Responses to the US election

This week’s China-Africa Watch by Stephen Marks features Chinese responses to the Obama election, details of developments in Sudan and the DRC, the Chinese railway industry in Africa, and China’s trouble in the face of global economic downturn.

‘We wish US president-elect Obama well’ said the official English-language China Daily in a fulsome post-election tribute. ‘Like American people on the other side of the Pacific, we are excited, too, at the landslide win of Democrat Barack Obama.’

Earlier, Obama’s protectionist remarks condemning China as a ‘currency manipulator’ in a pre-election letter to a textile group was dismissed by some Chinese commentators as pre-election rhetoric.

Meanwhile opinion in Taiwan favoured McCain who was seen as more likely to favour US arms deals with the island.

CHINA IN AFRICA

Sudanese armed forces found a Chinese survivor of a group of nine colleagues kidnapped from an oil field nearly two weeks earlier.

But despite the kidnapping and killing, Chinese authorities made it clear that the incident would not deter China from continuing to invest.

Significantly, at the UN China signalled that it
would not introduce a resolution to defer the indictment of President al-Bashir at the International Criminal Court.

One US Darfur activist suggested that as Vice-President-Elect Jo Biden is known as a ‘hawk’ on the issue, ‘Now is the Time for Action on Darfur’

DRC rebel leader Laurent Nkunda was declaring his opposition to China’s £5bn mining and infrastructure deal with the Kinshasa government. But some commentators interpreted his position as a ploy to attract Western support.

As piracy worsens around the Horn of Africa, some shipping companies were even considering rerouting cargoes round the Cape, prompting the head of a UN agency to urge an international naval force to combat piracy in the Gulf of Aden.

Meanwhile, away from the spotlight, China announced it was to increase its special cooperation zones in Africa to ten.

STAYING ON THE RAILS

Zambia and China marked the 30th anniversary of the TAZARA railway.

But Nigeria announced it was suspending an $8bn rail contract with China as contracts negotiated by President Obasanjo were reviewed by his successor.

However China’s domestic railway building industry looked set for a boost as the Chinese government seemed set to use a railway building programme as an economic stimulus.

DOWNTURN AND UNREST

As output surveys showed a record fall in the country’s manufacturing output, China’s premier Wen Jibao warned in an authoritative Communist Party journal that high growth was needed to maintain social stability.

In another article in the same issue of the journal ‘Seeking Truth’, Public Security Minister Meng Jianzhu told China’s police to avoid inflaming riots and protests and to go easy on protesters. The minister admitted that economic forces and the internet had made citizens more sensitive to a wider range of ideas, sparking an increased number of ‘mass incidents’ as riots and protests are officially described.

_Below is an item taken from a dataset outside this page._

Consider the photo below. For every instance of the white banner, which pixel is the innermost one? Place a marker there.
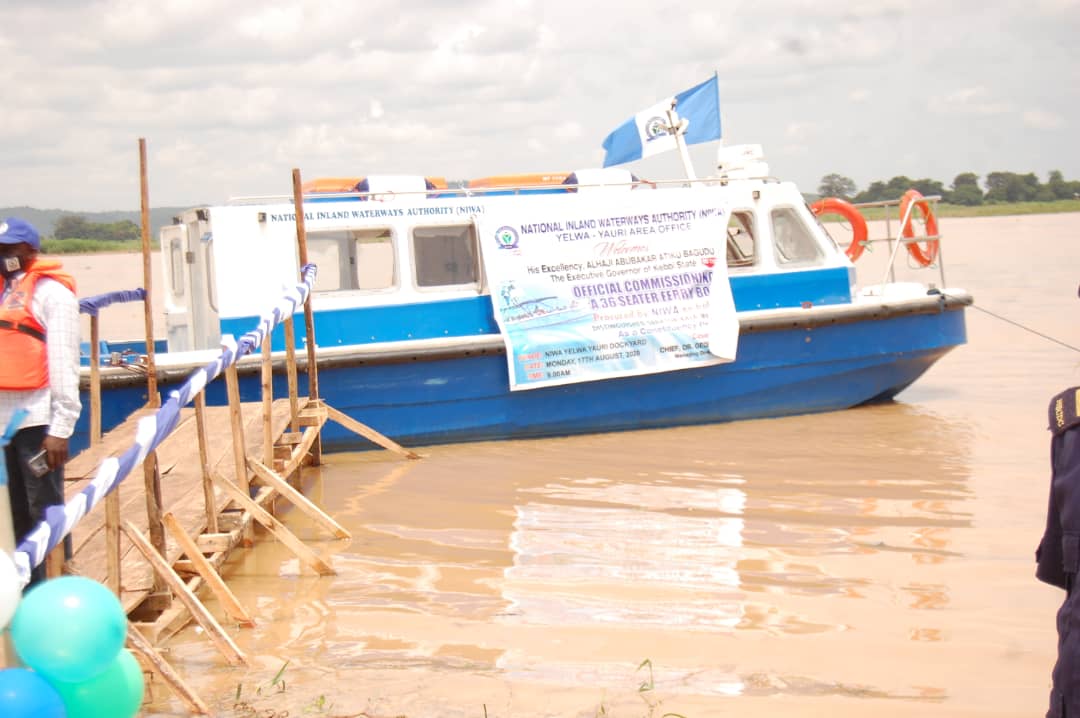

‘This financial crisis in America is going to kill us. It's already taking food out of our mouths’, said one assembly line worker, suddenly out of a job when his Hong Kong-owned toy factory in Guangdong closed without warning leaving workers unpaid.

After angry workers protested outside the closed factory and local government offices, the local administration agreed to pay $3.5m of back pay to the workers in the failed toy maker. Other local administrations in the Pearl River Delta agreed similar payouts as it was announced that over half of China’s toymakers – most of them located in southern Guangdong province – had gone out of business in 2008.

The region is seeing an apparent epidemic of financially troubled plants abandoned by the boss, leaving behind unpaid workers and debts.

A local trade association predicts that by late January, Dongguan and its neighbours Shenzhen and Guangzhou will lose 9,000 of their 45,000 factories. This follows a possibly mistimed strategy by the provincial administration to encourage low-cost manufacturing to move elsewhere in order to move the province up the value chain - a policy described as ‘empty the cage for the new birds’.

There were signs that the downturn was affecting employment beyond the Pearl River Delta, and was affecting white-collar workers as well as rural migrant labour.

The Chinese Government responded with a programme of job support to the labour-intensive sector including:
- Increasing bank loans and raising export tariff rebates
- Working out favourable taxation, financing and other policies to encourage start-ups
- Providing more vocational training for laid-off workers to increase their chances of re-employment
- Establishing a pension system in rural areas and expanding the urban pension system to cover rural migrant workers.

There were also authoritative reports that senior officials, shocked by the scale of the downturn, were planning a radical economic stimulus package to include infrastructure and clean energy projects, a parallel with the programme of President-elect Obama.